Saturday 24 November 2018

Chief execs, incentives and discounting

A quick plug for Are chief executives overpaid? by Deborah Hargreaves, formerly of the High Pay Centre. Spoiler alert: the answer is YES.

The book is a quick run through what top pay looks like, why it has changed and grown, some of the attempts to tackle it and so on. Of interest to people in the corp gov microcosm, the book is pretty critical of shareholder primacy. As I've argued previously, this has already become the "common sense" amongst left-of-centre policy wonks (last year's IPPR report fleshed out what I think is the centre of gravity now) and I have seen the odd similar approach from the Right too. It does feel like the ground is shifting, so it will be interesting to see if we start seeing more policy / regulatory ideas in this space - one to keep an eye on.

On pay specifically, as always my eye was drawn to the section on motivation (where again I think opinions have shifted, though practice has not). So here's a chunk:

[R]esearch by Professor [Alexander] Pepper... undermines the argument that top executives need ever bigger carrots dangled in front of them to improve their work ethic. He has found executives 'are much more risk averse than standard economic theory would suggest'. This means they value a 'sure' thing such as money more highly than a risky option such as the promise of a share award.

At the same time, 'executives are very high time discounters'. This means that if they know they will not get their share award for another three years, they disregard its value. 'This empirical evidence challenges conventional wisdom about the merits of high-powered incentive plans and pay for individual performance. It suggests that long-term incentives may actually be fuelling increases in executive pay, rather than helping to contain pay inflation.'  

I've always found the point about discounting very interesting, and wonder how execs compare against the rest of us. But it also blows a hole in some of the ideas being pushed as 'reforms'. For example, if you advocate that LTIPs have a 5-year timescale rather than a 3-year one, aren't you just diminishing the value of it in the eyes of execs even further?

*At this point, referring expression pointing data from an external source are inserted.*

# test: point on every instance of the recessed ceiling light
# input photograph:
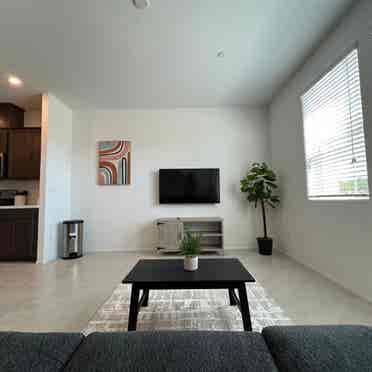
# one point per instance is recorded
(141, 4)
(15, 81)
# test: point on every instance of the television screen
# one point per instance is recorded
(189, 186)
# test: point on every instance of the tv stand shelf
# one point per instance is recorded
(172, 230)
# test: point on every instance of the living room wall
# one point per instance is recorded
(121, 218)
(333, 237)
(55, 177)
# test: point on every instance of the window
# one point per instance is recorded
(335, 151)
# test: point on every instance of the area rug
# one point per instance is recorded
(187, 309)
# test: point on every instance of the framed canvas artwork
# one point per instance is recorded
(114, 162)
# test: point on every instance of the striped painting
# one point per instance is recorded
(114, 162)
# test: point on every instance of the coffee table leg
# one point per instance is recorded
(231, 296)
(146, 297)
(133, 308)
(244, 307)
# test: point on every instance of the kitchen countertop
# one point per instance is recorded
(18, 206)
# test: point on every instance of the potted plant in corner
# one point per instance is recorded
(259, 185)
(190, 249)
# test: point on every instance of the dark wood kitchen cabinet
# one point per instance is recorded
(18, 234)
(24, 153)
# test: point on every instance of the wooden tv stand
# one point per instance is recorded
(172, 230)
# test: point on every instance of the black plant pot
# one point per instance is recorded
(265, 246)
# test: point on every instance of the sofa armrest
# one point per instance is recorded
(320, 348)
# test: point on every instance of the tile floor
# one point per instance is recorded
(64, 295)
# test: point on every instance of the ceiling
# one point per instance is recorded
(108, 54)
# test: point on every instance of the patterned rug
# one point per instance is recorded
(187, 309)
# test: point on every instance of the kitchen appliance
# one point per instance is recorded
(73, 231)
(7, 197)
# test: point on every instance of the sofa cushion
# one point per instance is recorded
(33, 352)
(321, 348)
(173, 351)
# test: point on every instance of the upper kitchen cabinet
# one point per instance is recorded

I had a back and forth with a defender of the "make pay more long term" school a year or so back, and their argument seemed to be that execs say they don't value long-term rewards because they want short-term ones. To me that sounds self-evident. If you say "I put a lower value on Y than X", you can also express this as "I put a higher value on X than Y" (unless I'm missing something?). So I don't see why we don't just accept that when execs say they value long-term incentives less they mean it.

Of course the reason why some people don't like this conclusion is because then you have to question why - if the function of incentives is to get execs to do what shareholders want - would you change the structure of rewards in a way that makes them less attractive to recipients? If you have a lot invested in a set of beliefs including "long term = good" and "performance-related pay = good" that's going to be lead to some major cognitive dissonance.